To advance analysis and encourage dialogue and engagement, I established a Task Force on a Church for the Dublin of Tomorrow, under the title Building Hope.  Composed of clergy, religious and laypeople, the Task Force will prepare an assessment of the needs of the people of the Archdiocese of Dublin as we emerge from the Covid-19 crisis. In the light of that analysis, I am asking the Task Force to prepare an approach to a pastoral strategy that supports parish communities of faith to undertake a radical renewal, looking to the future with creativity. 

I want the Task Force to stimulate reflection and creative thinking across the whole community, in parishes and in organisations committed to the well-being of the people, to guide a process of dialogue which will continue as we develop and implement our plans for the future.

To assist the Task Force, I am also establishing an expert panel in the areas of the economic, social and pastoral situation in Dublin, and the trends which will shape our situation over the next 25 years.   Their advice will help us to consider the views and priorities of the many organisations delivering services to the people of Dublin.

I have asked the Task Force to complete its work by the end of the Summer. There is an urgency, and this cannot be an endless process. It will give us all a basis for moving forward together with hope, confident that the Spirit is with those who respond to the call to follow the One who is the Lord of tomorrow as well as today.

As we renew the priestly promises of our ordination, we pray that we will realise that we are chosen, anointed and sent to minister to all the people in our pastoral care.  We are not alone, however, as “the Risen Jesus accompanies us on our way and enables us to recognize him, as the disciples of Emmaus did, ‘in the breaking of the bread’ (Luke 24:35).  May he find us watchful, ready to recognize his face and run to our brothers and sisters with the good news: ‘We have seen the Lord!’” (John 20:25) (Saint Pope John Paul II, Novo Millennio Ineunte, par 59).

ENDS

Notes for Editors

  • Archbishop Dermot Farrell is Archbishop of Dublin.  This homily was preached this evening in Saint Mary’s Pro-Cathedral.
  • The Chrism Mass is usually held during Holy Week in every Catholic diocese. During this Mass, the priests, deacons and representatives of the entire diocesan community gather around their bishop, who blesses the Holy Oils for use in the coming year. These are: Oil of the Sick, Oil of Catechumens, and Sacred Chrism. Whenever the Holy Oils are used in a diocese, the ministry of the Bishop who consecrated them is symbolically present.
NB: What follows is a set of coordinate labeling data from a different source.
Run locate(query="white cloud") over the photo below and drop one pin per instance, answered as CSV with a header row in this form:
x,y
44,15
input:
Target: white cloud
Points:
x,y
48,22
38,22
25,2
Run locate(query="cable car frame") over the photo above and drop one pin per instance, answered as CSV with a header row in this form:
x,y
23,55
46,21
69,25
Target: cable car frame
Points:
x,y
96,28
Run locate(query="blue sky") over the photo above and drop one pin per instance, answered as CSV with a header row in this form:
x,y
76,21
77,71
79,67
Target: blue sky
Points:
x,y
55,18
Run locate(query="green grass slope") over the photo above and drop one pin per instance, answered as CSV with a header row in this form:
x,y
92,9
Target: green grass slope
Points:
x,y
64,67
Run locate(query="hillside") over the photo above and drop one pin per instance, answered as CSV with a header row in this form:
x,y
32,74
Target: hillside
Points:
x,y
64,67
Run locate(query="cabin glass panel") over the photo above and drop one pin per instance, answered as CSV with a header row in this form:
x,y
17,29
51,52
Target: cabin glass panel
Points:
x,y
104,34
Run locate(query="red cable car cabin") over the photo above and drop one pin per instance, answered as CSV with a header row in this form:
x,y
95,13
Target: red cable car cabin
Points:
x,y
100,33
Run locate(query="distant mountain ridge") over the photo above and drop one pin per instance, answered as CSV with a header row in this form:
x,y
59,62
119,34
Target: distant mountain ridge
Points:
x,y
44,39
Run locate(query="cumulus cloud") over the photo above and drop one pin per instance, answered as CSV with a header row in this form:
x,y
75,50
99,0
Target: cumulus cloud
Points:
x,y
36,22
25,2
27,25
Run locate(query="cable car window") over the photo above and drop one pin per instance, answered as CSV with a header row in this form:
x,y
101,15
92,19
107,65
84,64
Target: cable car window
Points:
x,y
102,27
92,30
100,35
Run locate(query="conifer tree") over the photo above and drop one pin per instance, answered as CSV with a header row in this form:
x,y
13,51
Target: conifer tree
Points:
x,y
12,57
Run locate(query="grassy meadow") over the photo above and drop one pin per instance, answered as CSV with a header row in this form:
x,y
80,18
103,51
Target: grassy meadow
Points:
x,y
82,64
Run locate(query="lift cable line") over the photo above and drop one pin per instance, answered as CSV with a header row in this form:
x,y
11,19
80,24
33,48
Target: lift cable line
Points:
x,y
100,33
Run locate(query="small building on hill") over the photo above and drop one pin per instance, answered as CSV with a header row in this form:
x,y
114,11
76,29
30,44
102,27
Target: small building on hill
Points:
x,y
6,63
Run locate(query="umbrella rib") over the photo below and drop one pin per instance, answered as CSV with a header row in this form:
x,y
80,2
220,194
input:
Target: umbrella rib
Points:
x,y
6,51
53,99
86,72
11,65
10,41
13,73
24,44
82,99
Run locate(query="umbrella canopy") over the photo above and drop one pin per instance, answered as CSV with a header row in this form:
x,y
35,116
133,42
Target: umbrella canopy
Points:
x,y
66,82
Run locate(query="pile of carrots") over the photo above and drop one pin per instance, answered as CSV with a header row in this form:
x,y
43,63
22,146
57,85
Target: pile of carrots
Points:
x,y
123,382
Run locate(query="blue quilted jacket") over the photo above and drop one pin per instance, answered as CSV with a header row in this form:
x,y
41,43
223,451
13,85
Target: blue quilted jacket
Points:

The Chrism Mass reminds us of our oneness in Christ through Baptism and its holy anointing, made possible by the ministry of the bishop and his priests. The Chrism Mass is also a key moment in which the unity of the Bishop with his priests (together, they form the presbyterate) is manifested and renewed. During the liturgy, the entire assembly is called to renew its baptismal promises; deacons and priests also renew their vow of obedience to the local bishop and their commitment to serve God’s people. At the end of the Chrism Mass, the Holy Oils are brought back to parishes of the diocese for use in the coming year.